Page 9 - Lokum Çocuk ve Edebiyat Dergisi 5.Sayı
P. 9
Çocuk ve Edebiyat Dergisi
Çocuk edebiyatı hayatınıza nasıl girdi?
Benimki ilkokul yıllarından kalma bir hayranlık. Resimli çocuk kitaplarına karşı duyulan bir özlem
belki de. Okul kitaplığımızdaki “Cin Ali” serisinden öteye gitmeyen okuma saatlerimiz. Bir de
bankaların her ay düzenli olarak çıkardığı çocuk dergileri. Lise yıllarında tanıştığım renkli çocuk
kitapları ve onları yıllar sonra da hayranlıkla okuma telaşım…
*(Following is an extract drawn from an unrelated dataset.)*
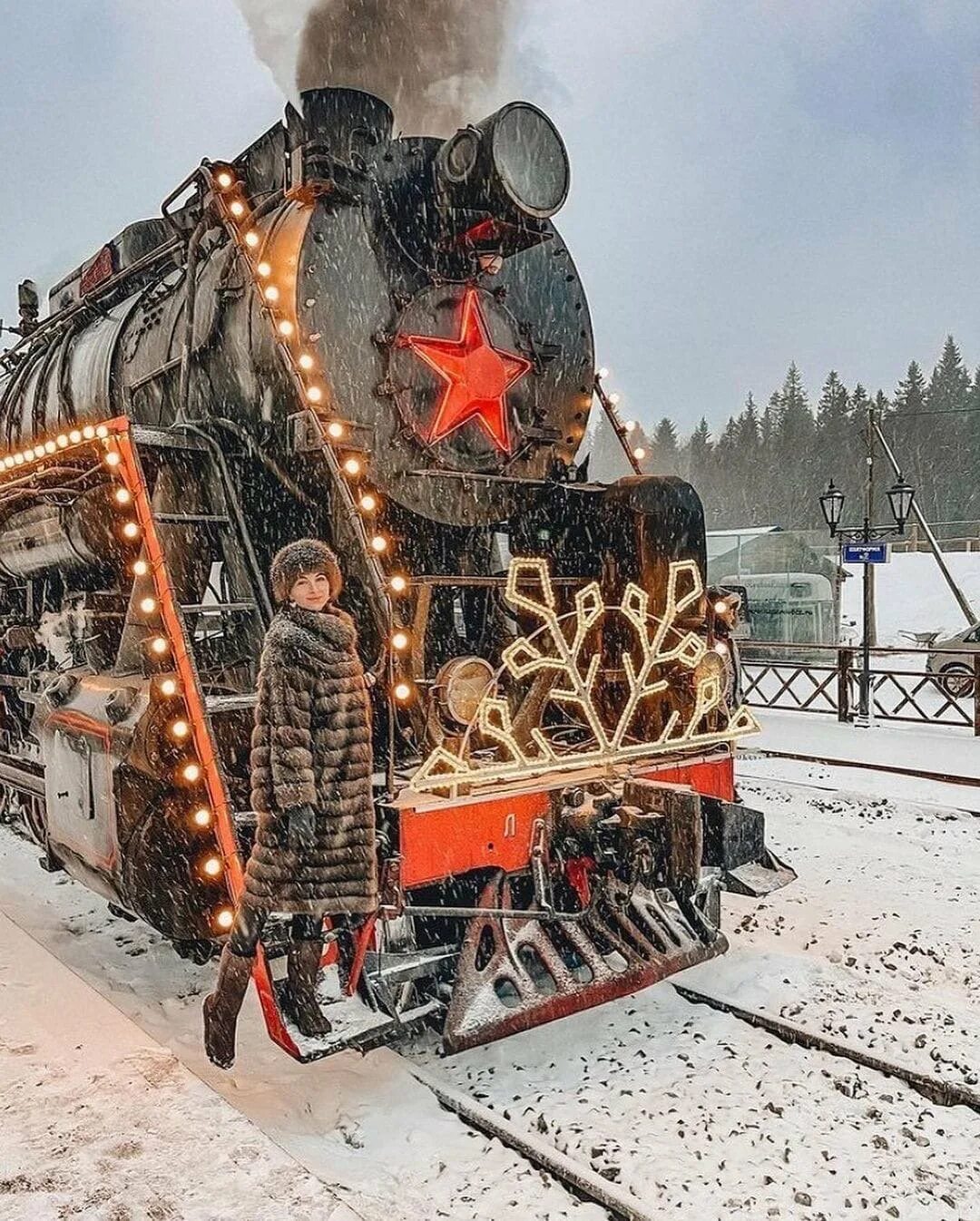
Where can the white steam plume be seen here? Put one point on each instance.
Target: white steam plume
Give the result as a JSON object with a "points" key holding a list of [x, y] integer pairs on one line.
{"points": [[436, 63]]}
Hiç bitmeyen bir tutkuydu. İçimde
büyümeyen çocuğun anlatmak istedikleri de
hiç bitmedi. Yazıldı, çizildi bir kenarda birikti.
Ama profesyonel bir şekilde hayata geçmesi,
tanıştığım ve eğitim programlarına
katıldığım değerli hocam Erdoğan Ergin
sayesinde oldu. Çünkü o içimde büyümeyen
çocuğun yazdığı metinlere güç vermişti.
Sonra yayınevim “Omes” ailesine sonsuz
teşekkürlerimle… Kızım Nehir ve oğlum
Deniz’in payını da unutmamam gerek☺
İlk kitabınız Çiftçi Mürteza yayımlandığında neler hissettiniz?
Canım kitabım “Çiftçi Mürteza” İlk göz ağrım Onun çıkmasını heyecanla bekledim.
Kitabımı elime aldığımda heyecandan ellerimin titrediğini hatırlıyorum. Sayfalarını teker
teker açarken her sayfasını nasıl sevmiştim. Güzel bir yolculuğa çıkacaktık “Çiftçi Mürteza”
ile ve o an çocuklarla buluşmanın coşkusu içimi kaplamıştı. Birlikte binlerce çocukla
buluştuk. Mısırlar ektik. Beraber büyümelerini bekledik. Bir gün geldi Arapçaya çevrildi ve
Katar’daki okurlarla buluştu. Yeni bir kitabı elime almış gibi sayfaları beni umutlandırdı.
Bakalım sırada hangi ülke?
Geçen yıl bir kitabınız daha yayımlandı. “Masalsız mı Kaldık Şimdi ? ” nasıl doğdu? Bize biraz
anlatır mısınız?
Masalların çocuklar için hep büyülü bir yolculuk olduğunu düşündüm. Devleri, perileri, Kaf
Dağı’nın ardını merak ettim…Öyle ki çocukluğum yörenin en güzel masallarını dinleyerek
geçti. Karadeniz masalları…Bu masallar benimle birlikte birçok çocuğu büyütürken aslında
bu masalların hepimizin hayatında yepyeni ufuklar açtığını gördüm. Hep o Kaf Dağı’nın
ardında ne var diye merak ettik değil mi? Anka kuşunun kanatlarına takılıp gökyüzünde
uçarken ulaşılmaz dediğimiz yerleri gördük. ”Açıl Susam Açıl!” diye seslenince belki gerçek
hayatta istediğimiz kapıları açamıyorduk ama bir masalın peşinden gittiğimizde açılmayan
kapı yoktu.
Bir gün bu masalların eskisi kadar anlatılmadığını düşündüm. Oysa her akşam çocuklarıma
yeni bir masal anlatmak için kitapları karıştırıyordum. Ben bir Masal anlatıcısıydım.
Heybemde masallarım vardı başka çocuklara da anlatmak için.
Masalları sever misiniz? diye sordum çocuklara. En çok kim masal anlatır size? diye sordum.
Kimi annem, dedi, kimi babam, kimi ablam dedi, kimi ninem. Kimin anlattığından çok
geçirilen en güzel vakitti akılda kalan. Kimi zaman vakit dar dedik, zamanı bahane ettik, belki
çalışmaktan, belki yorgunluktan şikayet ettik…Oysa çocuklarımız hazırdı dinlemeye ama biz
hep onları teknolojinin ortasında oturtmaya çalıştık fark etmeden.